= Robert Daborne =

16th/17th-century English playwright

Robert Daborne (c. 1580 - 23 March 1628) was an English dramatist of the Jacobean era.

His father was also Robert Daborne, heir to family property in Guildford, Surrey and other places, including London, and a wealthy haberdasher by trade. He is now thought to have been a "sizar"—an undergraduate exempt from fees—at King's College, Cambridge in 1598. His marriage record suggests that he was a gentleman and member of the Inner Temple. Daborne was married to Anne Younger in 1602 at St Mary's Church in South Walsham by the local cleric, who was nephew to Anne's father, Robert Younger, the owner of Old Hall in South Burlingham; they had at least one child, a daughter, but his wife Anne died in childbirth. He was living with his father-in-law in Shoreditch by 1609, but his father-in-law died and there was a bitter dispute among the family members subsequently regarding the inheritance. A 1608 document show that Daborne owed £50 to Robert Keysar, one of the managers of the Children of the Queen's Revels. In January 1610 Daborne is listed as one of the patentees (partners or backers) of the Queen's Revels Children when Philip Rosseter re-organized that troupe of boy actors. It is generally assumed that Daborne wrote for that company as a dramatist, and when the troupe linked with the Lady Elizabeth's Men for a time around 1613, Daborne came into the circle of playwrights who worked for impresario Philip Henslowe.
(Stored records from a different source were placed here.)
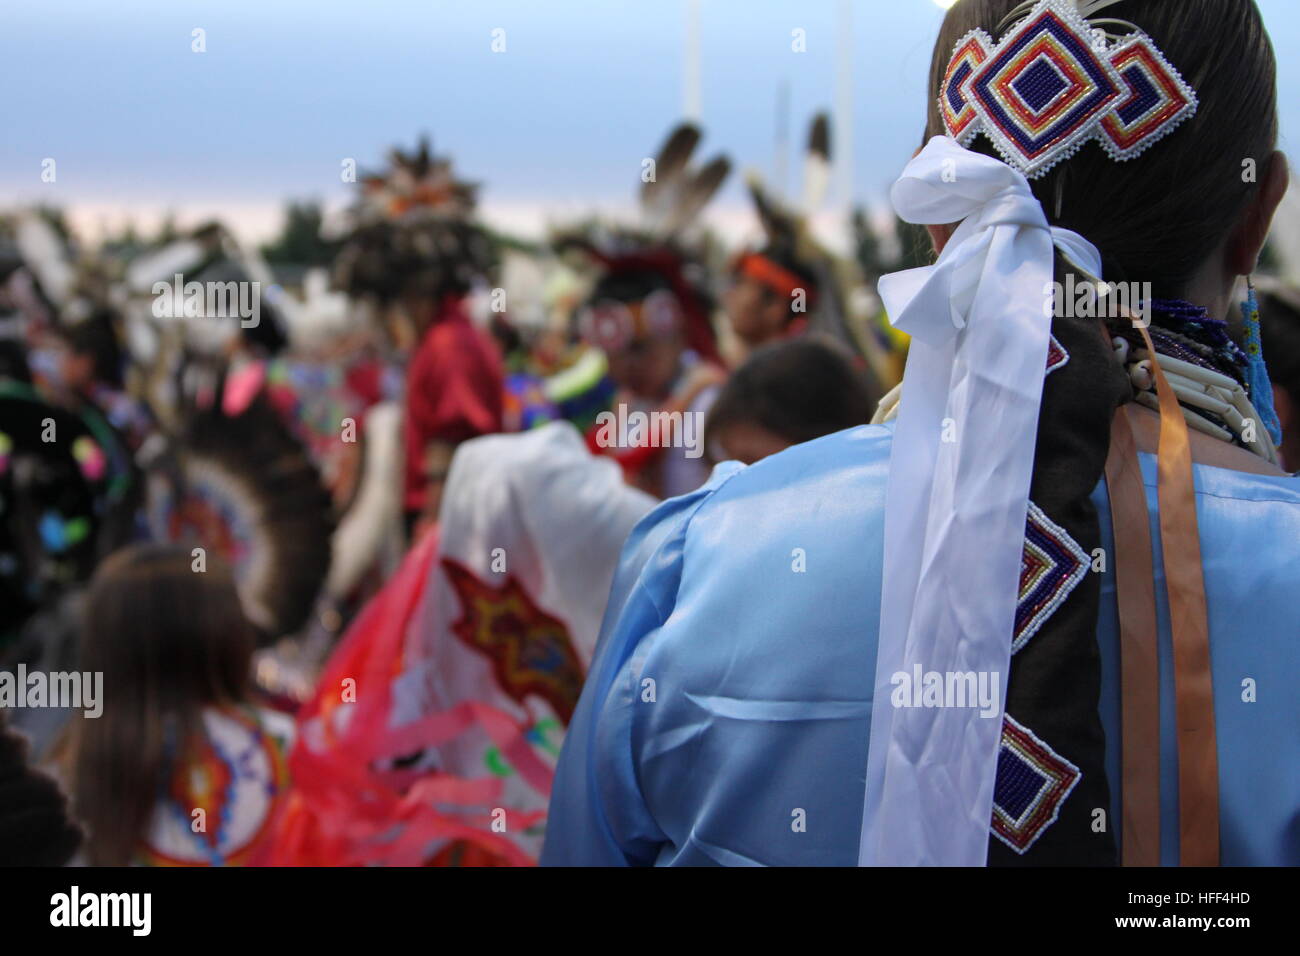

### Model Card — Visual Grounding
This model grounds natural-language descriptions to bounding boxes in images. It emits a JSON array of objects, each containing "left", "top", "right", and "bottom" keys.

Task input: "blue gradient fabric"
[{"left": 541, "top": 424, "right": 1300, "bottom": 866}]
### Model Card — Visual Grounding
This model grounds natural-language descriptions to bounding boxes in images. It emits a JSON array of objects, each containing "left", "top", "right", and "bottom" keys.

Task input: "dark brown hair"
[
  {"left": 927, "top": 0, "right": 1279, "bottom": 294},
  {"left": 706, "top": 338, "right": 877, "bottom": 453},
  {"left": 66, "top": 543, "right": 255, "bottom": 865},
  {"left": 55, "top": 308, "right": 124, "bottom": 389}
]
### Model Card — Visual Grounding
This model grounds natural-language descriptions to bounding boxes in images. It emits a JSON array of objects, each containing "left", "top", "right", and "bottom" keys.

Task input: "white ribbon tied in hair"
[{"left": 858, "top": 135, "right": 1102, "bottom": 866}]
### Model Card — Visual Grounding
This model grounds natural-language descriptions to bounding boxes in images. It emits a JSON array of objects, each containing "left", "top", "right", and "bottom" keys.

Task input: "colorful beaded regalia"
[
  {"left": 1106, "top": 297, "right": 1283, "bottom": 465},
  {"left": 940, "top": 0, "right": 1197, "bottom": 178}
]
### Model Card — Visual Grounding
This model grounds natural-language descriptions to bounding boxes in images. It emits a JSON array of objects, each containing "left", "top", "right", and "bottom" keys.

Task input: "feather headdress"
[
  {"left": 144, "top": 372, "right": 334, "bottom": 643},
  {"left": 555, "top": 122, "right": 732, "bottom": 364},
  {"left": 330, "top": 137, "right": 496, "bottom": 305}
]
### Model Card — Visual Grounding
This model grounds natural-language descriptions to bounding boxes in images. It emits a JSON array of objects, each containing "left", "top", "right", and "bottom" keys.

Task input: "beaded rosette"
[{"left": 940, "top": 0, "right": 1197, "bottom": 179}]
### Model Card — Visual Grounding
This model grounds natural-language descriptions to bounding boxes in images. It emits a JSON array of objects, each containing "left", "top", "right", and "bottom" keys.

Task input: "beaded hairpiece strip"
[
  {"left": 1240, "top": 277, "right": 1285, "bottom": 446},
  {"left": 940, "top": 0, "right": 1198, "bottom": 179}
]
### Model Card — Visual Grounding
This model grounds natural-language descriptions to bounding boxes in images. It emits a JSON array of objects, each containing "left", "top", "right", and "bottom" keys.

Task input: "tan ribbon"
[
  {"left": 1103, "top": 404, "right": 1161, "bottom": 866},
  {"left": 1130, "top": 318, "right": 1220, "bottom": 866}
]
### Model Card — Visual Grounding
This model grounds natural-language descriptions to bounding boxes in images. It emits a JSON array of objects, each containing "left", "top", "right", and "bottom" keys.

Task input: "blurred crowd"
[{"left": 2, "top": 123, "right": 1298, "bottom": 866}]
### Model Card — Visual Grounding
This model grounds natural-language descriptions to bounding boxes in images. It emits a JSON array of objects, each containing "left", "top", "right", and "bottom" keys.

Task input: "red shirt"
[{"left": 403, "top": 299, "right": 504, "bottom": 511}]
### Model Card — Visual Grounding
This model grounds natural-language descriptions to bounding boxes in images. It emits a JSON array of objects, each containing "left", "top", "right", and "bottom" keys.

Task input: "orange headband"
[{"left": 734, "top": 252, "right": 815, "bottom": 304}]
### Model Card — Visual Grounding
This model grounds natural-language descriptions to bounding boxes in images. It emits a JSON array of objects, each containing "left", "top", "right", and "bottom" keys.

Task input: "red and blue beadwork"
[
  {"left": 940, "top": 0, "right": 1198, "bottom": 179},
  {"left": 969, "top": 0, "right": 1123, "bottom": 178},
  {"left": 940, "top": 31, "right": 992, "bottom": 146},
  {"left": 991, "top": 714, "right": 1082, "bottom": 854},
  {"left": 1015, "top": 500, "right": 1089, "bottom": 654},
  {"left": 1045, "top": 335, "right": 1069, "bottom": 375},
  {"left": 998, "top": 499, "right": 1088, "bottom": 853},
  {"left": 1099, "top": 35, "right": 1198, "bottom": 161}
]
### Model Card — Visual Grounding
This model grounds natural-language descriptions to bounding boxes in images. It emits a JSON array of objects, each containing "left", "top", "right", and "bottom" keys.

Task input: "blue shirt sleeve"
[{"left": 541, "top": 464, "right": 743, "bottom": 865}]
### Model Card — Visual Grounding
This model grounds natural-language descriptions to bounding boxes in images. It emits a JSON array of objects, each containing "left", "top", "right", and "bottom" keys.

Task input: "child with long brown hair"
[{"left": 62, "top": 543, "right": 292, "bottom": 866}]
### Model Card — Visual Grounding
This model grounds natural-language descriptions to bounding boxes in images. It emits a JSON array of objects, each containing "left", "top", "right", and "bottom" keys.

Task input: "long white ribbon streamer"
[{"left": 859, "top": 136, "right": 1102, "bottom": 866}]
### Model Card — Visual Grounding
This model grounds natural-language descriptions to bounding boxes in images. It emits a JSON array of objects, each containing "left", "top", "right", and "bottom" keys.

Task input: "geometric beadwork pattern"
[
  {"left": 1098, "top": 34, "right": 1198, "bottom": 161},
  {"left": 941, "top": 0, "right": 1197, "bottom": 180},
  {"left": 941, "top": 31, "right": 992, "bottom": 146},
  {"left": 1045, "top": 334, "right": 1069, "bottom": 375},
  {"left": 1015, "top": 501, "right": 1089, "bottom": 654},
  {"left": 968, "top": 0, "right": 1123, "bottom": 178},
  {"left": 991, "top": 714, "right": 1082, "bottom": 854}
]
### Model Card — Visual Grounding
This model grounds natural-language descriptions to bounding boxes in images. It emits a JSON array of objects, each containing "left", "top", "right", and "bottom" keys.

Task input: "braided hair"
[{"left": 925, "top": 0, "right": 1279, "bottom": 865}]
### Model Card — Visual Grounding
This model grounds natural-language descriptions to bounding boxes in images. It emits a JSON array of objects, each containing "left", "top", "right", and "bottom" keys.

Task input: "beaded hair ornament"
[{"left": 940, "top": 0, "right": 1198, "bottom": 179}]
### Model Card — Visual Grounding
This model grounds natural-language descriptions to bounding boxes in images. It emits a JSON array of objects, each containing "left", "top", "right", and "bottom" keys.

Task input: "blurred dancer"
[
  {"left": 50, "top": 308, "right": 153, "bottom": 453},
  {"left": 724, "top": 247, "right": 819, "bottom": 352},
  {"left": 559, "top": 122, "right": 732, "bottom": 499},
  {"left": 722, "top": 115, "right": 872, "bottom": 371},
  {"left": 265, "top": 422, "right": 654, "bottom": 866},
  {"left": 332, "top": 139, "right": 505, "bottom": 533},
  {"left": 579, "top": 265, "right": 725, "bottom": 498}
]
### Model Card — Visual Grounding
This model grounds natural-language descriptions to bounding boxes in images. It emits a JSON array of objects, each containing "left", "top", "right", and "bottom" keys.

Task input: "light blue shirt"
[{"left": 542, "top": 423, "right": 1300, "bottom": 865}]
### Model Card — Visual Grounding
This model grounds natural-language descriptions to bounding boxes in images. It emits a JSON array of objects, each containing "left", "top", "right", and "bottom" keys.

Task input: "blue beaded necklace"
[{"left": 1142, "top": 293, "right": 1283, "bottom": 446}]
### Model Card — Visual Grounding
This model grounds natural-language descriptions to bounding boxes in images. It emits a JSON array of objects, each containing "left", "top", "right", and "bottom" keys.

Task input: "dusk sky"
[{"left": 3, "top": 0, "right": 1298, "bottom": 248}]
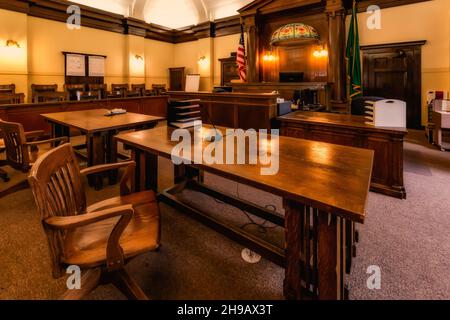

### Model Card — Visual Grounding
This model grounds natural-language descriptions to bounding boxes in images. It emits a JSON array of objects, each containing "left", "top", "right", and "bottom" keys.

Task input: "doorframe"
[{"left": 361, "top": 40, "right": 426, "bottom": 129}]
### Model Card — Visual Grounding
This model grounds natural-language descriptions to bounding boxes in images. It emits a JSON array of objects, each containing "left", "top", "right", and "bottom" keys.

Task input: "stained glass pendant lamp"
[{"left": 270, "top": 23, "right": 320, "bottom": 47}]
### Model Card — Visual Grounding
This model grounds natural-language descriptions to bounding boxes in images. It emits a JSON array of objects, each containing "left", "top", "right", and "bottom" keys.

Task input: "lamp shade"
[{"left": 271, "top": 23, "right": 320, "bottom": 47}]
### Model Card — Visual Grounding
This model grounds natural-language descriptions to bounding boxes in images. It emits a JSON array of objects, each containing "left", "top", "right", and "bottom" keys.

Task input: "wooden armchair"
[
  {"left": 88, "top": 84, "right": 107, "bottom": 100},
  {"left": 31, "top": 84, "right": 58, "bottom": 103},
  {"left": 0, "top": 119, "right": 68, "bottom": 198},
  {"left": 131, "top": 84, "right": 146, "bottom": 96},
  {"left": 28, "top": 144, "right": 161, "bottom": 300},
  {"left": 152, "top": 84, "right": 167, "bottom": 96},
  {"left": 0, "top": 93, "right": 25, "bottom": 105},
  {"left": 0, "top": 84, "right": 15, "bottom": 94},
  {"left": 0, "top": 134, "right": 8, "bottom": 182},
  {"left": 64, "top": 84, "right": 86, "bottom": 101},
  {"left": 110, "top": 84, "right": 129, "bottom": 98}
]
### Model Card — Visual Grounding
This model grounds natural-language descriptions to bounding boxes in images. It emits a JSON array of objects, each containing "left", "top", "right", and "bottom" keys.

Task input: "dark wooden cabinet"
[
  {"left": 219, "top": 54, "right": 239, "bottom": 86},
  {"left": 169, "top": 67, "right": 186, "bottom": 91}
]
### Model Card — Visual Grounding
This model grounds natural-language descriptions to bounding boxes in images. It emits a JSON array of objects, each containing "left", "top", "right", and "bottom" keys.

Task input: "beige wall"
[
  {"left": 173, "top": 38, "right": 215, "bottom": 91},
  {"left": 0, "top": 9, "right": 176, "bottom": 101},
  {"left": 0, "top": 9, "right": 28, "bottom": 97},
  {"left": 354, "top": 0, "right": 450, "bottom": 125}
]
Henslowe's records in the collection of Dulwich College contain more than thirty references to Daborne in letters, receipts, and other documents in the 1613-15 period. Constantly impecunious, like so many of his writing contemporaries, Daborne relied on the self-interested generosity of Henslowe, to whom he was indebted for a series of small loans. He worked on at least five plays for Henslowe in this era, either alone or with collaborators who included Cyril Tourneur, John Fletcher, Nathan Field, and Philip Massinger. None of these plays, with titles like Machiavel and the Devil, The Arraignment of London, and The She Saint, have survived.

Daborne is credited with the authorship of only two extant plays, both of which could be described, in some measure, as swashbucklers:

- A Christian Turn'd Turk (1612) is the tragic story of a pirate who converts to Islam after falling in love with a Muslim girl.
- The Poor Man's Comfort (first published in 1655) is an extraordinary tragicomedy prefiguring aspects of slick urban Restoration comedy, thrusting its protagonist Gisbert into bizarre and violent confrontations.

In the past, academics have argued for Daborne contributions to other plays, such as The Faithful Friends, Rollo Duke of Normandy, Cupid's Revenge, Thierry and Theodoret, and The Honest Man's Fortune; but these attributions are no longer considered likely. (Cyrus Hoy, in his sweeping study of the canon of Fletcher and his collaborators, ruled Daborne out of any participation in the authorship of those works.) Little extra-dramatic literary output by Daborne has survived; he did contribute verse to The Nipping or Snipping of Abuses, a 1614 collection by John Taylor, the Water Poet.

The extant records twice refer to Daborne as a "Master of Arts." He most likely took holy orders by 1618, when he published a sermon. Daborne became chancellor of Waterford in Ireland in 1619, and was made prebendary of Lismore in 1620 and dean of Lismore in 1621. He may have enjoyed the patronage of Lord Willoughby in his clerical career. All of the available evidence suggests that Daborne abandoned drama when he entered the Church.